Similarly, we see the .rela.dyn section being defined by all of the .rela.init sub-sections first, and then the .rela.text sections laid out after. The reason the linker did not say .rela.dyn : { *(.rela) } is because it would’ve been laid out without the subsections (like rela.init) being grouped together.

Then, we see the PLT sections along with the GOT being laid out with .plt, .plt.got and .plt.sec sections defined in the example linker script above.

Then, we see two sections that we weren’t familiar with before - .init_array and .fini_array. These are actually calling the global constructors for statically initialized objects before the first line of code in main is actually executed, and calling the destructors for the same object upon exit of the main function. Within each translation unit (by definition, a single .c/.cpp file with all of the header files included) we will have .init_array sections containing global constructors.

Recall my blogpost from a while back, where I said you can’t have static constructors that depend on each other across translation units. This is because the linker can choose to order the calls of global constructors in whichever way it wants. Calling another static variable’s methods during static construction will give you undefined behavior unless you can go into the linker script and force a translation unit to be compiled first. (Or, just don’t do something so stupid)

Recap

So what did we learn about the g++ driver?

g++ is composed of 4 main parts - the preprocessor, the compiler, the assembler and the linker.
The preprocessor replaces macros in our C++ program into actual values.
The compiler uses a set of rules to traverse through our source code and generate the assembly code using the semantics of our program. It’s super complicated.
The assembler takes the assembly code and generates object code (not machine code).
The linker gets instructions via the linker script to group our sections in the ELF object files in a particular organization to create an executable.

Below is a diagram for clarity:

Now that we’ve understood what g++ does roughly, let’s actually look at the emitted assembly code placed in these sections!

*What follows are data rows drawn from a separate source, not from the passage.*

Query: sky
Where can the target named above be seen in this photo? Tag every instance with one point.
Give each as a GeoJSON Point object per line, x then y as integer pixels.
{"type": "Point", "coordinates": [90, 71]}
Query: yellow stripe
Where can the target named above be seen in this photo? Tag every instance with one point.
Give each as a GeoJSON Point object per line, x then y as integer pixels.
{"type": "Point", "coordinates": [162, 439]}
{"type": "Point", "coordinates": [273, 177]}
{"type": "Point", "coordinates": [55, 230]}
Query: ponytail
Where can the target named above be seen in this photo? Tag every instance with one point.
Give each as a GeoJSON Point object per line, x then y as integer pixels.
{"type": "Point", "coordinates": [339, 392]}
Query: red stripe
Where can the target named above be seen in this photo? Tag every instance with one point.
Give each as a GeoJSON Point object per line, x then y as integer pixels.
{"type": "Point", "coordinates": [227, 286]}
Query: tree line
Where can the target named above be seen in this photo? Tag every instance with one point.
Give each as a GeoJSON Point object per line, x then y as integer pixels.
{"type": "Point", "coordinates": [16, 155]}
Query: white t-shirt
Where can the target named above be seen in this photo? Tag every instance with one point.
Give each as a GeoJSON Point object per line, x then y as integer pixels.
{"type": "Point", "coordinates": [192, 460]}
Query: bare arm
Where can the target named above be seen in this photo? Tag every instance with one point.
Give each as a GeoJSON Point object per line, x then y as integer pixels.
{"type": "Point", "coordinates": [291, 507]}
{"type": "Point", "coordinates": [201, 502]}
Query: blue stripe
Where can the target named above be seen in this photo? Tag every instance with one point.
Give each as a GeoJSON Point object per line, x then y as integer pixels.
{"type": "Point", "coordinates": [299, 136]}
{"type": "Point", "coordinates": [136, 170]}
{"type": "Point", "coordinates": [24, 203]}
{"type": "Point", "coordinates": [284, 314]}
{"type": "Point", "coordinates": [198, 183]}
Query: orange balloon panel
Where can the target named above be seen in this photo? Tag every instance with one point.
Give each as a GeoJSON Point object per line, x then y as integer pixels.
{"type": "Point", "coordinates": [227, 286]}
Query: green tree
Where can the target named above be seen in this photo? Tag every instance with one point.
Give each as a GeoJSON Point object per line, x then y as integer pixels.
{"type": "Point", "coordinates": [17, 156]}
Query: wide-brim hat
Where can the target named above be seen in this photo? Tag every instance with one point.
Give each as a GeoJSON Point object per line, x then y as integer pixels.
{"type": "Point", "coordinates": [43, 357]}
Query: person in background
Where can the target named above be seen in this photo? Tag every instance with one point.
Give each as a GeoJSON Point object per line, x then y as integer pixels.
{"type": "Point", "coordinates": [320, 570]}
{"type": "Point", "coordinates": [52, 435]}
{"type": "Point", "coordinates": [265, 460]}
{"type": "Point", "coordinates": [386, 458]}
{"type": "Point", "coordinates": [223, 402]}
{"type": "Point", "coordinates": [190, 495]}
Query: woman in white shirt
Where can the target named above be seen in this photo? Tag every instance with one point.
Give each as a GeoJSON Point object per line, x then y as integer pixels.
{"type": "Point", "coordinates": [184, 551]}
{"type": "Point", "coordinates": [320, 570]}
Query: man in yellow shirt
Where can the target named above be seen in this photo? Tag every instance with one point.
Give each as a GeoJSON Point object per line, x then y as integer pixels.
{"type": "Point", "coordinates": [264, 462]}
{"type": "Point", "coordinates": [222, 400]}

Analyzing Generated Procedures: `Objdump`

Our goal this section is to understand what procedures are generated from the compiler, what they’re used for, and in what order they are executed.

The objdump command quite literally dumps an object file’s information. The command I used is in the Makefile above and can be invoked by make dump. For such a small program, we have a surprising amount of sections to analyze. However, all of them are important.

`main` - The dumb and obvious

Let’s see the most obvious function that we were expecting: the main function.

0000000000401106 <main>:
# Push prev. caller addr into stackframe
  401106:	55                   	push   rbp 
# Put current stack frame into rbp
  401107:	48 89 e5             	mov    rbp,rsp 
# Put return code 0 into eax
  40110a:	b8 00 00 00 00       	mov    eax,0x0 
# Get caller addr
  40110f:	5d                   	pop    rbp 
# Return function
  401110:	c3                   	ret    
# The next two lines are multi-byte no-ops for padding.
  401111:	66 2e 0f 1f 84 00 00 00 00 00 	nop    WORD PTR cs:[rax+rax*1+0x0]
  40111b:	0f 1f 44 00 00       	nop    DWORD PTR [rax+rax*1+0x0]

Nothing too fancy here - the function returns a literal value of 0 and does nothing else. Let’s find the more interesting sections of the assembly dump and analyze them.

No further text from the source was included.